Getadelt wird auch mangelnde Kooperation mit den Nachbarn Tschechien und Polen. Die Finanzausstattung für das Kulturjahr sei mit 60,2 Millionen Euro zwar solide, allerdings stört man sich daran, dass die Stadt ihre Kulturausgaben nach 2025 nicht zu erhöhen gedenkt. Überzeugen kann auch das Motto "Aufbrüche" nicht, das zu allgemein für Marketingmaßnahmen sei. Das, so der Rat der Jury, möge man in Chemnitz überdenken.
Übertrittsnote: 4
Hannover
Pluspunkte:
Hannovers Idee von Europa als einem Friedensprojekt kommt gut an. Für die Stadt tritt ein starkes Team an und die Bewerbung habe großes Potenzial. Gelobt wird die starke Einbindung der Bürger. Hannover ist in dem Wettbewerb von Anfang an anders als die anderen, macht aus seiner Bewerbung selbst eine Kunstaktion. Die Jury mag das.
Minuspunkte:
Was die Jury nicht mag, ist das Fehlen einer klaren und stimmigen künstlerischen Vision. Sie fordert Hannover auf, etwas Aufregendes und Einzigartiges im Erzählen über die Stadt zu entwickeln, und die Kultur- und Kreativwirtschaft stärker ins Boot zu holen. Überhaupt seien Projekte wie "Upgrade Hannover", die "Agora" oder eben die Idee vom Friedens-Europa noch viel zu vage. Zum jetzigen Zeitpunkt fehlt dem Programm Hannovers in den Augen der Experten wirkliche Substanz. Die großen Projekte seien nur Ideen, aber nicht wirklich durchdacht.
Übertrittsnote: 4-
Hildesheim
Pluspunkte:
Vielversprechende Konzepte und Überlegungen finden sich im Bewerbungsbuch von Hildesheim, das die Region überzeugend mit einbezieht.

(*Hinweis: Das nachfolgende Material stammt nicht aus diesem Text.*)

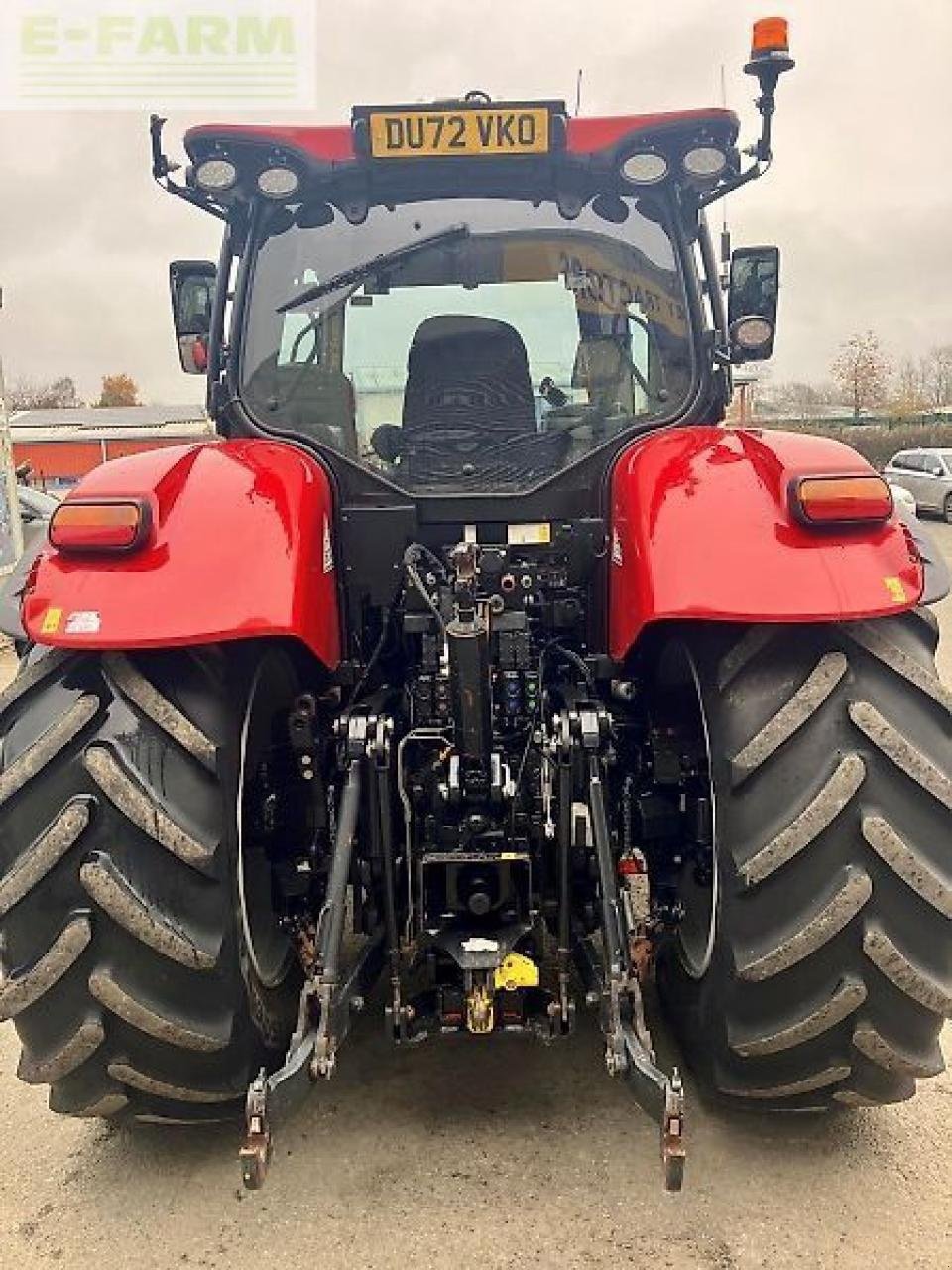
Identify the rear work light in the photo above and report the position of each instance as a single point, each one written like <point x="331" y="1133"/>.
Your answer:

Es basiert auf einer Kulturstrategie bis zum Jahr 2030, für die die Jury viel Lob übrig hat. Wichtige europäische Fragen zu Frieden, Integration und Migration werden thematisiert, die Kooperation mit vielen europäischen Partnern gelobt, aber ebenso die mit der lokalen freien Szene.
Minuspunkte:
Es fehlt die Auseinandersetzung des kleinen Hildesheim mit dem großen Hannover, das in der Nachbarschaft gelegen ist und auch Kulturhauptstadt werden will. Noch sind keine Programm-Highlights in Sicht, die ein internationales Publikum anlocken könnten. Zu wenig scheint das Unesco-Weltkulturerbe der Stadt mit ihren vielen historischen Kirchen und den Sammlungen des Römer- und Pelizaeus-Museums in der Bewerbung auf. Und das Bauhaus kommt auch zu kurz. Die Finanzierung (54,2 Millionen Euro) steht auf eher wackligen Füßen, nur 5 Millionen will (oder kann) die Stadt selbst beisteuern. Es besteht, so glaubt die Jury, ein hohes Budget-Risiko.
Übertrittsnote: 3
Magdeburg
Pluspunkte:
Man spürt sehr klar den Willen der Stadt, ihre internationalen Kontakte zu stärken.
Minuspunkte:
Weder die Kulturstrategie noch das Kulturhauptstadt-Programm überzeugt mit seiner europäischen Dimension. Noch haben das Programm und die künstlerische Vision nicht genug Inhalt, um auf europäischem Niveau zu überzeugen. Warum taucht das sogenannte mittelalterliche Magdeburger Recht, eine Art Stadtrecht, so gar nicht prominent im Bewerbungsbuch auf? Für die Jury ist es völlig unverständlich, wie man dieses Pfund, mit dem Magdeburg wuchern könnte, so sträflich vernachlässigt. Überhaupt hätte sie gerne eine engere Verbindung zwischen der Geschichte Magdeburgs und heutigen Entwicklungen.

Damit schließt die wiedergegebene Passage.